Physics in Medicine and Biology | 2015
Christopher Kurz; Julia Bauer; D Unholtz; Daniel D. Richter; Kristin Stützer; Christoph Bert; Katia Parodi
At the Heidelberg Ion-Beam Therapy Center, patient irradiation with scanned proton and carbon ion beams is verified by offline positron emission tomography (PET) imaging: the β+-activity measured within the patient is compared to a prediction calculated on the basis of the treatment planning data in order to identify potential delivery errors. Currently, this monitoring technique is limited to the treatment of static target structures. However, intra-fractional organ motion imposes considerable additional challenges to scanned ion beam radiotherapy. In this work, the feasibility and potential of time-resolved (4D) offline PET-based treatment verification with a commercial full-ring PET/CT (x-ray computed tomography) device are investigated for the first time, based on an experimental campaign with moving phantoms. Motion was monitored during the gated beam delivery as well as the subsequent PET acquisition and was taken into account in the corresponding 4D Monte-Carlo simulations and data evaluation. Under the given experimental conditions, millimeter agreement between the prediction and measurement was found. Dosimetric consequences due to the phantom motion could be reliably identified. The agreement between PET measurement and prediction in the presence of motion was found to be similar as in static reference measurements, thus demonstrating the potential of 4D PET-based treatment verification for future clinical applications.

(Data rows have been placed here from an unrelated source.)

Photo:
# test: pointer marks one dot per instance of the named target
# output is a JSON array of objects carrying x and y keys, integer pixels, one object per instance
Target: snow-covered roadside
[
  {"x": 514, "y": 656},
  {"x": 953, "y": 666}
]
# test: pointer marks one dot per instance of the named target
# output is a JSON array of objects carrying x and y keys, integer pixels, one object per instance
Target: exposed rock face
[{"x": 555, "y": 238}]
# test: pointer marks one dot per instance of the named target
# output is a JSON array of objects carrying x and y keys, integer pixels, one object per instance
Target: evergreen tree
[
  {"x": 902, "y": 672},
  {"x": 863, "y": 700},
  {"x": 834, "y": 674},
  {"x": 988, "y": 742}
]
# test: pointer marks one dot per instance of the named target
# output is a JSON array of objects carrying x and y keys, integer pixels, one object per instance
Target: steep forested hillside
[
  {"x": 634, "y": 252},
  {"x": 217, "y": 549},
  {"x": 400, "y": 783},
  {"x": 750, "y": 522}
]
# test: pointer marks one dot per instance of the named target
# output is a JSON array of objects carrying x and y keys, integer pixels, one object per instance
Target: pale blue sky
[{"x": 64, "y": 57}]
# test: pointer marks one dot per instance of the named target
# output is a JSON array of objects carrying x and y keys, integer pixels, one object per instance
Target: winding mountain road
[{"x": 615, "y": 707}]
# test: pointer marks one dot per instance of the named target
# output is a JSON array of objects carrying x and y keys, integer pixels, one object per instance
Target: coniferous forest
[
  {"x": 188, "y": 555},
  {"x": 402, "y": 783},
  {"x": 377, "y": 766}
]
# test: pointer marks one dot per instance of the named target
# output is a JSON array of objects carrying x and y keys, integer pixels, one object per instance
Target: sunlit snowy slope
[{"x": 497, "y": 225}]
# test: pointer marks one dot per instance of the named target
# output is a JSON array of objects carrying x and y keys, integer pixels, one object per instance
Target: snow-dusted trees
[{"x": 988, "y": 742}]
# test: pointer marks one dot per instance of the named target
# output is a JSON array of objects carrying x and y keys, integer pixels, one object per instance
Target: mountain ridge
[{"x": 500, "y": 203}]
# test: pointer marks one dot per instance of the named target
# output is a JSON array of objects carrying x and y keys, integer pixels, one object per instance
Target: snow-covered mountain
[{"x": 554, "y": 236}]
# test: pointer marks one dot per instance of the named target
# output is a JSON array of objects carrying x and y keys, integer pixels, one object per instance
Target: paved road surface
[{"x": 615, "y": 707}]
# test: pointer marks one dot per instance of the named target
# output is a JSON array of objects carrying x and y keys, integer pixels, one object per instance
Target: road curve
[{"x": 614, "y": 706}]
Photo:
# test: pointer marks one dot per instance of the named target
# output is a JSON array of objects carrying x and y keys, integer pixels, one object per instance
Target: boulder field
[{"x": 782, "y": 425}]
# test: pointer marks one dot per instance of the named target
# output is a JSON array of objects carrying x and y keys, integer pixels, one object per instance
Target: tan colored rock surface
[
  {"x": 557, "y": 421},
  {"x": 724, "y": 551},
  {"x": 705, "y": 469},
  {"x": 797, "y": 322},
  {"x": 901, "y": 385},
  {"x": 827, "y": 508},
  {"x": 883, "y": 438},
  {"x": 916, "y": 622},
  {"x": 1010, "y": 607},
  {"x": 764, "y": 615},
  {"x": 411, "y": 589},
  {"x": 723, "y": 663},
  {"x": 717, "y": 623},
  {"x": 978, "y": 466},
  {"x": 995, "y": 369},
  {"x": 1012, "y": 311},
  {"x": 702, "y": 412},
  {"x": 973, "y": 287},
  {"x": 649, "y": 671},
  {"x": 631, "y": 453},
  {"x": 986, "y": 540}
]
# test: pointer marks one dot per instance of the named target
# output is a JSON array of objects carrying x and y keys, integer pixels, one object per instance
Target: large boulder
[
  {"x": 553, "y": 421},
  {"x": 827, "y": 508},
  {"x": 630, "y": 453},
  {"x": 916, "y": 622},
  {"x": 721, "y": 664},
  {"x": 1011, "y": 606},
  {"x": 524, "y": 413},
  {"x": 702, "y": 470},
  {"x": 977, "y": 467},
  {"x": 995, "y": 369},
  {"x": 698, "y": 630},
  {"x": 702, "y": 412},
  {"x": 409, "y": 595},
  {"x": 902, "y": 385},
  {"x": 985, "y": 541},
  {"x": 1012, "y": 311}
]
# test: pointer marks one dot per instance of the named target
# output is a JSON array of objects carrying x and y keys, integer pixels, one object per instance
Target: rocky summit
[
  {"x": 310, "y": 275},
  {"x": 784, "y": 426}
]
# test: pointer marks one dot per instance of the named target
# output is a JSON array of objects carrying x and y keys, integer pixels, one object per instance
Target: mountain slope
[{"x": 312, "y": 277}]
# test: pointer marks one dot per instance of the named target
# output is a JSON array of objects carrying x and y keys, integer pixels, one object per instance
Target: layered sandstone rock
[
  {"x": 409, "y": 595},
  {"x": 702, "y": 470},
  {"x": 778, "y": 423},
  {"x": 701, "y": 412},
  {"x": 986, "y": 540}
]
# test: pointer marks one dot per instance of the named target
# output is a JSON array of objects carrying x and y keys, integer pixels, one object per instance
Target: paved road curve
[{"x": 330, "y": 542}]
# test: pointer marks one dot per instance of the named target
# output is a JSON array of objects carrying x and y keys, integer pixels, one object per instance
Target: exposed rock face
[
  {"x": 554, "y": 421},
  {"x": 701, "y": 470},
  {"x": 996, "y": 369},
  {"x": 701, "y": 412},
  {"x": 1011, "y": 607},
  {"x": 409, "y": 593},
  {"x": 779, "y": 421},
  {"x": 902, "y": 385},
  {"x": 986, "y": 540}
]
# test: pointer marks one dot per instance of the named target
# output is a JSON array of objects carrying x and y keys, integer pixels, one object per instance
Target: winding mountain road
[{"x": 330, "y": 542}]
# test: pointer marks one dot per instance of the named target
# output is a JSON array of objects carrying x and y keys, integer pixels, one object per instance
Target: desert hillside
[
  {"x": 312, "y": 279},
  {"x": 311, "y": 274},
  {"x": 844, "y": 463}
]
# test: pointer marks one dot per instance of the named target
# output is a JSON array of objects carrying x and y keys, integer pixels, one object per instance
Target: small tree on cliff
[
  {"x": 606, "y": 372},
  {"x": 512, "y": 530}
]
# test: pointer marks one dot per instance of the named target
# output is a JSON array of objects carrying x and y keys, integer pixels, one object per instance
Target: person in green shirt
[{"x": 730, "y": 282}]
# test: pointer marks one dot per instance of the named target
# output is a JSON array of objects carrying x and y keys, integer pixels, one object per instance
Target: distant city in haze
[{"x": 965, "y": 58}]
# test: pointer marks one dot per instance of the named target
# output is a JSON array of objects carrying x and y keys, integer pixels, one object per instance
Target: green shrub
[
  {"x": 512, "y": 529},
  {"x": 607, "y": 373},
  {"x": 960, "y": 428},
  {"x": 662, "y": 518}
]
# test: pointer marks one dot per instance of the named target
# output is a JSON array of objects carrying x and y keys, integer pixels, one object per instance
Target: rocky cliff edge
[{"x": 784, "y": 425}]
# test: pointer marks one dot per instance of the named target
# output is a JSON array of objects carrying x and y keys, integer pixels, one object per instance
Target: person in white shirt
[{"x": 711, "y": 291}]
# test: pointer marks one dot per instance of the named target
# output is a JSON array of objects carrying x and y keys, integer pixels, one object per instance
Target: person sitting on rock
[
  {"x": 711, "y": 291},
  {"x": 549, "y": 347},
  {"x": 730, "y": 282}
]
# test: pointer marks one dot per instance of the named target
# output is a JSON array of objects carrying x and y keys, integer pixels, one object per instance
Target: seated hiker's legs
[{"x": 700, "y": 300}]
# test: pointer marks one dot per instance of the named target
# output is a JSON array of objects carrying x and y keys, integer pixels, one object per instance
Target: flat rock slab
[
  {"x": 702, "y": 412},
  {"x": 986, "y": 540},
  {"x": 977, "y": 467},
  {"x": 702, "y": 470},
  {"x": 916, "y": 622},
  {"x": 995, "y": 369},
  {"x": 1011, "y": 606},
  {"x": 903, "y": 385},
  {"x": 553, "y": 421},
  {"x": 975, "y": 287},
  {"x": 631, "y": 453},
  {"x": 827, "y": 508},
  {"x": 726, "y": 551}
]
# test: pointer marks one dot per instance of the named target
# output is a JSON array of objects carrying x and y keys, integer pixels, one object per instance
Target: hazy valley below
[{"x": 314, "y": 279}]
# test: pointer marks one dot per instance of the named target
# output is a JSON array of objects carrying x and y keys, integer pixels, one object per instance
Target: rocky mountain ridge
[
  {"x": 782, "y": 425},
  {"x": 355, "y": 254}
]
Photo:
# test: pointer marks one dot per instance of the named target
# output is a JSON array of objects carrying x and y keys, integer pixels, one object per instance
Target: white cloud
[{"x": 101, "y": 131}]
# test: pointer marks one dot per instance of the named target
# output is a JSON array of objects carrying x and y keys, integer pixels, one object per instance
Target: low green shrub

nuclear science symposium and medical imaging conference | 2013
Christopher Kurz; Julia Bauer; D Unholtz; Chiara Gianoli; Stephanie E. Combs; Jürgen Debus; Daniel D. Richter; Robert Kaderka; Christoph Bert; Kristin Stützer; Guido Baroni; Katia Parodi
At the Heidelberg Ion-Beam Therapy Center, patient treatment is monitored offline by comparing the irradiation-induced β+-activity, measured by a commercial full-ring PET/CT scanner installed next to the treatment site, with a corresponding Monte-Carlo (MC) simulation on the basis of the planned treatment. While the usefulness of 3D offline PET-based treatment verification has already been shown, the feasibility of 4D offline PET-based treatment monitoring, accounting for the tumour motion during the irradiation and the subsequent PET acquisition, still needs to be demonstrated. In this work, PMMA phantoms of different geometries were irradiated once under stationary and once under moving conditions. In the latter case, a pressure sensor motion surrogate was used to monitor the rigid target movement during the gated ion-beam application and the following PET acquisition. In the same way, respiratory motion was monitored during the irradiation and subsequent PET/CT scans of several patients with respiratory motion affected target volumes in the liver. In all cases, the knowledge or estimation (from 4D CT) of the target trajectory enabled a 4D analysis of the actual ion-beam delivery and the post-irradiation PET. The reconstructed 4D PET data were compared to the stationary reference (phantom study only) and to the results of a dedicated 4D MC simulation framework. In the simplified scenario of high dose irradiation of moving phantoms results comparable to the static reference measurements could be obtained by using the available gated 4D PET image reconstruction. However, time-resolved analysis of the clinical data was found to suffer from the very low counting statistics, hindering a reliable verification of the applied treatment under consideration of the tumour motion. Still, in the case of small respiratory motion amplitudes (below 1cm), therapy application could be verified by comparing the 3D reconstructed PET data to a 3D MC prediction.